While it is right that the criminal trial takes precedence over the regulatory matter, the Judge’s comments make it clear that the public interest in dealing with the regulatory matter expeditiously should be pressed upon the prosecuting agencies.
The Judge also stated that “if the council submits, as they do in this case, that there has been a delay on the part of others in a criminal investigation, then I consider that prior to granting an extension, as one of the factors to be taken into account, the court has an obligation to determine whether the council have taken appropriate steps at the appropriate level to establish a system of liaison with the relevant public authorities involved in the criminal investigation”.
The Judge recognised that it would be difficult for a court to refuse an extension on the basis that there had been inadequate liaison between the regulator and the prosecuting agencies given the need to protect the public, but said that “those bringing such applications in the future should anticipate that a court may wish to hear from representatives of the relevant public bodies”.
The NMC informed the Court that they had been “continually” corresponding with the PSNI and the PPA to encourage them to deal with the matter expeditiously”. However, the Judge was not satisfied that this was enough. He was concerned that the NMC did not have a method of liaising with both the PSNI and the PPS “at an appropriate level”. He did not go on to explain what would be considered to be an appropriate level, but his comments imply that seeking updates from a junior member of staff at a prosecuting authority, even on a continuous basis, may not be enough. Delays should be escalated to a more senior level.
The Judge was also concerned that, after the conviction on 2 September 2014, no information was supplied by the PPS or the PSNI to the NMC. Instead the nurse’s previous employers, the Health Trust, informed the NMC of the outcome. Had the NMC been in correspondence with the prosecuting authorities, they would have learnt of the conviction at an earlier stage.
The Judge concluded his comments by stating that, given the conclusion of the current case was in sight and no further delay was anticipated, he would not, on that occasion, require the attendance of anyone from the PSNI or the PPS. He clearly therefore implied that in future he may require just that.

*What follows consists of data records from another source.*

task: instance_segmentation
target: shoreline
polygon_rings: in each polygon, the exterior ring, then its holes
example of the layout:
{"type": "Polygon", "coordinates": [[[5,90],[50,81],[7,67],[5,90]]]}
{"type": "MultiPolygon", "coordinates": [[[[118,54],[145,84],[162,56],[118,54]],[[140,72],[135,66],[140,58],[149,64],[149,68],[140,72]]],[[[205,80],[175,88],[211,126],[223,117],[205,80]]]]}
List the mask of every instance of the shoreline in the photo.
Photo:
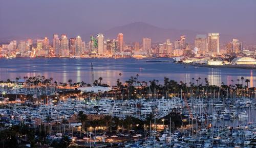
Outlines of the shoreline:
{"type": "Polygon", "coordinates": [[[256,67],[254,65],[208,65],[205,64],[195,64],[195,63],[183,63],[180,64],[184,65],[195,66],[198,67],[206,67],[209,68],[241,68],[245,69],[256,69],[256,67]]]}

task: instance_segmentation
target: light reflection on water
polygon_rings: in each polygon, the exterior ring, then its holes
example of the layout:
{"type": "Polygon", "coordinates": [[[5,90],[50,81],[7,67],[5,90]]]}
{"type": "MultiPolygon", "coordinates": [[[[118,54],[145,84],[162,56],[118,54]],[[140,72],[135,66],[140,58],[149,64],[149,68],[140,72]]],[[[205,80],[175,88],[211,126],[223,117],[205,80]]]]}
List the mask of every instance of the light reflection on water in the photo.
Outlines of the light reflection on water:
{"type": "MultiPolygon", "coordinates": [[[[66,82],[69,79],[73,82],[83,81],[91,83],[92,76],[91,63],[93,63],[94,79],[103,78],[102,83],[111,85],[115,84],[122,73],[121,81],[124,82],[131,77],[139,74],[139,81],[146,81],[153,79],[158,80],[162,83],[163,78],[166,77],[178,82],[182,81],[187,84],[193,83],[201,78],[198,84],[205,84],[204,79],[207,78],[210,85],[220,85],[223,82],[228,85],[237,83],[237,80],[244,78],[250,80],[248,86],[255,86],[255,70],[230,68],[209,68],[199,67],[194,68],[188,66],[184,68],[184,65],[168,62],[146,62],[146,61],[168,60],[169,59],[75,59],[75,58],[15,58],[7,60],[0,59],[1,80],[24,76],[33,77],[45,76],[52,77],[54,81],[66,82]]],[[[240,81],[241,84],[242,81],[240,81]]]]}

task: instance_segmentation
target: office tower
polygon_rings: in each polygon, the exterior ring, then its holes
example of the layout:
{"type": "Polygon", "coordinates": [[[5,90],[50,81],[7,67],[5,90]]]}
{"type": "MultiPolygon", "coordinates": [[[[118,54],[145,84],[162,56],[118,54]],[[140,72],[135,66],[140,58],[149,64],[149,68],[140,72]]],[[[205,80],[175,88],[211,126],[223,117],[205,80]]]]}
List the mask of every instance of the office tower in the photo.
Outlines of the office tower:
{"type": "Polygon", "coordinates": [[[80,36],[76,38],[76,48],[75,50],[75,56],[80,56],[82,51],[82,39],[80,36]]]}
{"type": "Polygon", "coordinates": [[[102,33],[98,34],[98,54],[104,54],[104,35],[102,33]]]}
{"type": "Polygon", "coordinates": [[[33,48],[33,40],[31,39],[28,39],[27,41],[27,46],[28,48],[28,51],[32,51],[33,48]]]}
{"type": "Polygon", "coordinates": [[[185,35],[180,36],[180,48],[182,49],[185,48],[186,44],[186,36],[185,35]]]}
{"type": "Polygon", "coordinates": [[[74,55],[75,49],[76,48],[76,38],[69,39],[69,52],[74,55]]]}
{"type": "Polygon", "coordinates": [[[195,47],[198,49],[198,53],[204,55],[207,52],[207,39],[205,34],[198,34],[195,39],[195,47]]]}
{"type": "Polygon", "coordinates": [[[181,48],[180,40],[177,40],[174,42],[174,48],[175,49],[180,49],[181,48]]]}
{"type": "Polygon", "coordinates": [[[147,54],[151,54],[151,39],[148,38],[143,38],[143,51],[147,54]]]}
{"type": "Polygon", "coordinates": [[[17,48],[17,41],[13,40],[10,42],[8,46],[8,51],[10,53],[16,52],[16,49],[17,48]]]}
{"type": "Polygon", "coordinates": [[[25,41],[20,41],[18,45],[18,50],[19,53],[23,56],[24,53],[26,52],[26,42],[25,41]]]}
{"type": "Polygon", "coordinates": [[[159,44],[159,51],[160,54],[164,53],[164,45],[163,44],[159,44]]]}
{"type": "Polygon", "coordinates": [[[97,54],[98,51],[98,41],[93,36],[90,38],[90,48],[92,54],[97,54]]]}
{"type": "Polygon", "coordinates": [[[172,43],[168,43],[167,44],[166,51],[167,51],[167,53],[168,53],[168,54],[173,54],[173,44],[172,43]]]}
{"type": "Polygon", "coordinates": [[[137,42],[134,43],[134,49],[136,52],[140,51],[140,43],[137,42]]]}
{"type": "Polygon", "coordinates": [[[170,40],[169,39],[167,39],[166,40],[166,44],[168,44],[169,43],[170,43],[170,40]]]}
{"type": "Polygon", "coordinates": [[[233,39],[231,42],[227,44],[227,54],[236,54],[242,52],[242,43],[236,39],[233,39]]]}
{"type": "Polygon", "coordinates": [[[55,53],[56,56],[59,56],[60,54],[60,40],[57,34],[53,35],[53,41],[52,42],[53,51],[55,53]]]}
{"type": "Polygon", "coordinates": [[[37,56],[44,56],[43,55],[44,52],[42,50],[43,44],[44,44],[43,39],[36,40],[36,51],[35,52],[35,54],[37,56]]]}
{"type": "Polygon", "coordinates": [[[208,34],[208,51],[214,53],[220,53],[220,35],[218,33],[208,34]]]}
{"type": "Polygon", "coordinates": [[[68,57],[69,55],[69,40],[66,34],[61,35],[60,56],[62,57],[68,57]]]}
{"type": "Polygon", "coordinates": [[[43,54],[45,56],[49,56],[49,51],[50,46],[49,43],[49,39],[48,37],[46,37],[44,39],[44,44],[42,44],[42,50],[43,50],[43,54]]]}
{"type": "Polygon", "coordinates": [[[120,33],[117,35],[117,42],[120,52],[123,52],[123,35],[122,33],[120,33]]]}

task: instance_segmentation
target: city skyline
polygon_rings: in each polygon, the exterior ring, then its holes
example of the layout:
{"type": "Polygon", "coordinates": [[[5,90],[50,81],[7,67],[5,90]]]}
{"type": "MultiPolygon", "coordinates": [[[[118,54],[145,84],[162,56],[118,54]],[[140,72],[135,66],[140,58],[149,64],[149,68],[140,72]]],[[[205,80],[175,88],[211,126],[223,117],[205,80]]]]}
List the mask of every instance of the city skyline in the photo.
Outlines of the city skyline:
{"type": "MultiPolygon", "coordinates": [[[[252,9],[255,6],[254,1],[243,3],[239,3],[239,1],[222,1],[221,5],[219,5],[219,1],[207,3],[202,1],[162,1],[149,3],[143,1],[136,1],[136,3],[132,1],[129,2],[113,1],[112,3],[97,1],[57,2],[49,3],[47,1],[45,2],[30,1],[1,2],[1,41],[10,40],[12,37],[19,39],[29,37],[36,38],[50,36],[53,33],[66,34],[69,36],[79,35],[82,38],[90,35],[96,36],[97,33],[100,32],[109,35],[105,32],[133,22],[143,22],[159,28],[187,30],[199,33],[219,32],[222,35],[232,35],[237,38],[241,38],[236,36],[253,37],[256,33],[253,15],[255,13],[254,9],[252,9]],[[111,4],[115,5],[110,5],[111,4]],[[135,4],[136,5],[134,5],[135,4]],[[162,7],[158,7],[160,4],[162,7]],[[34,7],[38,5],[41,6],[40,8],[34,7]],[[57,5],[61,7],[57,7],[57,5]],[[124,8],[132,5],[133,11],[124,8]],[[145,5],[141,7],[143,5],[145,5]],[[6,10],[11,6],[15,9],[13,12],[6,10]],[[108,8],[120,10],[118,11],[120,14],[108,8]],[[26,8],[29,8],[29,12],[25,10],[26,8]],[[154,11],[150,10],[150,8],[154,11]],[[70,11],[73,9],[75,9],[76,11],[70,11]],[[207,15],[201,13],[210,9],[218,10],[206,13],[207,15]],[[158,13],[154,13],[157,10],[158,13]],[[19,11],[19,13],[15,13],[16,11],[19,11]],[[106,12],[105,15],[102,15],[104,12],[106,12]],[[61,15],[61,12],[66,15],[61,15]],[[18,25],[13,20],[16,20],[18,25]],[[69,21],[66,21],[67,20],[69,21]],[[193,23],[186,23],[189,21],[193,23]]],[[[126,37],[127,40],[130,38],[129,36],[126,37]]]]}

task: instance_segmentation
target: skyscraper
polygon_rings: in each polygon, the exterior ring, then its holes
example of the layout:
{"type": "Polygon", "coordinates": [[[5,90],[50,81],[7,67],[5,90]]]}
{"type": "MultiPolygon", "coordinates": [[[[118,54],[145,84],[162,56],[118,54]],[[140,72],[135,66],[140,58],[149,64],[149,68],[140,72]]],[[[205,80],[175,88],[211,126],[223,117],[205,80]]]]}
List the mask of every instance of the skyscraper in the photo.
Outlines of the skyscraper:
{"type": "Polygon", "coordinates": [[[197,35],[195,39],[195,47],[198,49],[199,54],[205,54],[207,52],[207,39],[206,35],[197,35]]]}
{"type": "Polygon", "coordinates": [[[120,33],[117,35],[117,42],[120,52],[123,52],[123,35],[122,33],[120,33]]]}
{"type": "Polygon", "coordinates": [[[76,48],[76,38],[69,39],[69,52],[72,55],[75,53],[76,48]]]}
{"type": "Polygon", "coordinates": [[[82,51],[82,39],[80,36],[76,38],[76,48],[75,50],[75,56],[80,56],[82,51]]]}
{"type": "Polygon", "coordinates": [[[148,38],[143,38],[143,52],[151,54],[151,39],[148,38]]]}
{"type": "Polygon", "coordinates": [[[140,51],[140,43],[135,42],[134,43],[134,48],[135,50],[135,52],[138,52],[140,51]]]}
{"type": "Polygon", "coordinates": [[[220,35],[218,33],[208,34],[208,51],[214,53],[220,53],[220,35]]]}
{"type": "Polygon", "coordinates": [[[185,35],[181,36],[180,36],[180,48],[184,48],[185,47],[185,44],[186,44],[186,36],[185,35]]]}
{"type": "Polygon", "coordinates": [[[47,37],[44,39],[44,43],[42,44],[43,55],[45,56],[49,56],[49,39],[47,37]]]}
{"type": "Polygon", "coordinates": [[[102,33],[98,34],[98,54],[104,54],[104,35],[102,33]]]}
{"type": "Polygon", "coordinates": [[[61,56],[62,57],[68,56],[69,55],[69,41],[66,34],[61,35],[61,56]]]}
{"type": "Polygon", "coordinates": [[[231,42],[227,44],[227,54],[236,54],[242,52],[242,43],[239,40],[233,39],[231,42]]]}
{"type": "Polygon", "coordinates": [[[59,56],[60,53],[60,41],[59,39],[59,36],[57,34],[53,35],[53,41],[52,42],[52,48],[53,52],[55,53],[56,56],[59,56]]]}

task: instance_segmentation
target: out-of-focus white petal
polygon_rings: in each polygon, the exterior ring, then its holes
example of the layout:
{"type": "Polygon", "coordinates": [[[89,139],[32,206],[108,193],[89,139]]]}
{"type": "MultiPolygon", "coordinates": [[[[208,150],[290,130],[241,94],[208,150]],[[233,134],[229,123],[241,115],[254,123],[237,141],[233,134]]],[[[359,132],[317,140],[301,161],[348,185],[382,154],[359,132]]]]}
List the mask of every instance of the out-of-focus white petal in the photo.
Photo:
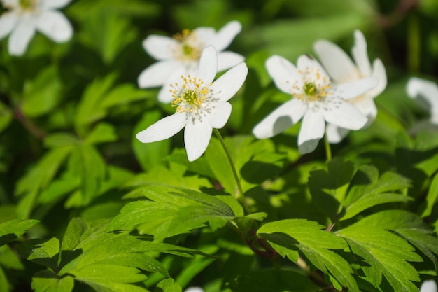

While the NMC were granted the extension they sought in this case, the comments of the Judge demonstrate that regulators must regularly engage with the police and prosecutors, at a senior level if necessary, to seek to expedite a criminal trial where this has an impact on the progress of a regulatory case. The regulator should also engage with the police and prosecutors, to open the lines of communication to ensure that they are kept up to date and are not reliant on intermediaries, which may result in delays in the fitness to practise proceedings. A failure to do so may lead to questioning by the court not only of the regulatory body, but also of the police and prosecuting agencies themselves.